Paris : mobilisation pour El Hacen Diarra, décédé en garde à vue
Une foule de visages endeuillés s’est réunie le 25 janvier en début d’après-midi au pied du foyer de travailleurs migrants où El Hacen Diarra vivait et devant lequel il a été violemment interpellé. Selon la préfecture de police, environ 2 300 personnes étaient présentes. Les participants arboraient des banderoles et des T-shirts noirs portant l’inscription « Justice et Vérité », tandis que d’autres messages réclamaient « Paix à son âme ».
« Ça fait très, très mal », confie Diankou Sissoko, cousine de la victime. « On est là car c’est notre devoir, mais je ne crois pas qu’il y aura une justice. Avant qu’El Hacen soit mort, il y avait déjà eu d’autres morts, et il n’y a jamais eu de justice ». Elle décrit El Hacen Diarra comme « quelqu’un de gentil, souriant, réservé », démentant le portrait d’agressivité esquissé par les policiers.

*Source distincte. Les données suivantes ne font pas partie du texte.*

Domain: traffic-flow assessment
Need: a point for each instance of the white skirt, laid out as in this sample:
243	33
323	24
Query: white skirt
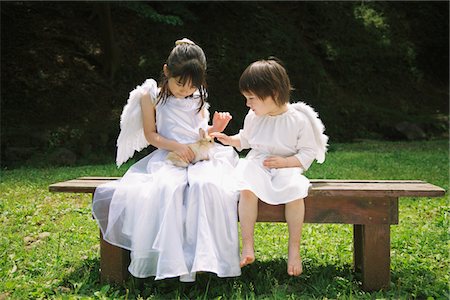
175	221
272	186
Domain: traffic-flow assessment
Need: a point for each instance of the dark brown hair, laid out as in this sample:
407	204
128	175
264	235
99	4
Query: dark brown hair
266	78
187	61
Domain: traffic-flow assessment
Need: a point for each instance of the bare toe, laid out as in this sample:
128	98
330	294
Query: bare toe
247	256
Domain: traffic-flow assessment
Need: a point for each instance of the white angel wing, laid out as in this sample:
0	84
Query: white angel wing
131	137
318	128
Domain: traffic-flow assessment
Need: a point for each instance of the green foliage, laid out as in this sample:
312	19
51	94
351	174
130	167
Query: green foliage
364	66
49	242
146	11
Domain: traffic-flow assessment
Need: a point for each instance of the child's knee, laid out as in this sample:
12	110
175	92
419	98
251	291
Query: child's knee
248	195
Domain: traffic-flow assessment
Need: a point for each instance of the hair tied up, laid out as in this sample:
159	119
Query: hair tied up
275	59
184	41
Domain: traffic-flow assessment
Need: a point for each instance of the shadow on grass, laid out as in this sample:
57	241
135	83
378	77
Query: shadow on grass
261	279
267	280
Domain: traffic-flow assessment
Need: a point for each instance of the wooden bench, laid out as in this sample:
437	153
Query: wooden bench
370	205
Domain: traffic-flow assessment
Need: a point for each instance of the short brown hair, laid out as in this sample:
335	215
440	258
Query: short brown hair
266	78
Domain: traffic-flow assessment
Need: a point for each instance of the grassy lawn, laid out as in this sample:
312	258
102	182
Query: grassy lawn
49	242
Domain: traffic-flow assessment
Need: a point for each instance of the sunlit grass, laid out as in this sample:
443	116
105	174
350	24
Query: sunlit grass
49	242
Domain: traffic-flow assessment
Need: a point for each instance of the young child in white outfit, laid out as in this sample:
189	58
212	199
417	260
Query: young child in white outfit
176	221
284	139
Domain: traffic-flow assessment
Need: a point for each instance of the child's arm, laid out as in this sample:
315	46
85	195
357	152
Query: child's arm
234	140
152	136
220	121
282	162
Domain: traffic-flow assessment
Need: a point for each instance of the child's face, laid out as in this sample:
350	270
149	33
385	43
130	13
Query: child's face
260	107
178	89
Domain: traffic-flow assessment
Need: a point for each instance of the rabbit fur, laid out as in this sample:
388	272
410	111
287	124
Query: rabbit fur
200	149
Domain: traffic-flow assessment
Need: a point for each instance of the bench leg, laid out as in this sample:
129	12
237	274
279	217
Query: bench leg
372	255
114	263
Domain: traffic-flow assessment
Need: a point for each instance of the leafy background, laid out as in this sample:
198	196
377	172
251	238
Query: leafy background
366	67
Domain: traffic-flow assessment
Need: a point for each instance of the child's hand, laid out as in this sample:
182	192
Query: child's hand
220	121
185	153
275	162
222	137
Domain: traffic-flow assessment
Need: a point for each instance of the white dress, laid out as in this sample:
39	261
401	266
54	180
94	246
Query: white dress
176	221
299	132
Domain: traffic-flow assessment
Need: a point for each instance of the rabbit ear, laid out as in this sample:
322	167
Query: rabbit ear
202	133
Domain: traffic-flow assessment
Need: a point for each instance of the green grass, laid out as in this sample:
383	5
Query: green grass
49	242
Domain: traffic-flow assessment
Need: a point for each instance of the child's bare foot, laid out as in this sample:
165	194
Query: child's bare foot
247	256
294	263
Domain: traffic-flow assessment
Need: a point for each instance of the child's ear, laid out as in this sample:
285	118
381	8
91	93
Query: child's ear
166	70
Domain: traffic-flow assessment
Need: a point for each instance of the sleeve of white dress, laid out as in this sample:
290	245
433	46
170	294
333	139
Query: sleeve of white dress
244	132
131	137
312	143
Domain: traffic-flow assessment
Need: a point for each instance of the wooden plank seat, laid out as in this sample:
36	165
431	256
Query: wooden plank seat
371	206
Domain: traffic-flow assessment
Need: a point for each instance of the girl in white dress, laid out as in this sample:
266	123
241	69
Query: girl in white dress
175	221
285	139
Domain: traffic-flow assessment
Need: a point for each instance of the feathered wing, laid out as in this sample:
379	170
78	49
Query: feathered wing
318	128
131	137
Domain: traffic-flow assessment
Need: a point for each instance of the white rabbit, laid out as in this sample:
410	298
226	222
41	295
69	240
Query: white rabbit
200	149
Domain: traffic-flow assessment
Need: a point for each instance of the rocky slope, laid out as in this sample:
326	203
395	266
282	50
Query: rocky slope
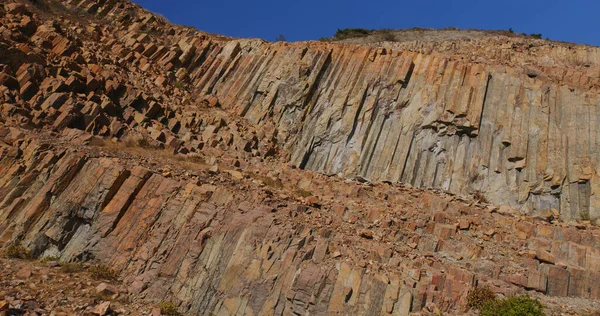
187	162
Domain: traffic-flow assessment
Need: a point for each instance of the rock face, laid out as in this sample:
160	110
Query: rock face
199	166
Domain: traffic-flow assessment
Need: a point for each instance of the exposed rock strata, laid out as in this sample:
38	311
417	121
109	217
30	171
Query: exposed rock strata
237	233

La manifestation a également mis en avant la peur persistante des habitants. « Chaque fois, ils veulent qu’on rentre, mais il faut qu’on prenne l’air quand même ! » raconte Mamadou Dia, Sénégalais de 65 ans résidant dans le foyer depuis vingt ans. Les riverains redoutent désormais de sortir de chez eux, les policiers impliqués étant toujours en fonction. Une élue du 20ᵉ arrondissement, Anne Baudonne, dénonce le refus du ministre de l’Intérieur Laurent Nuñez de suspendre les fonctionnaires concernés.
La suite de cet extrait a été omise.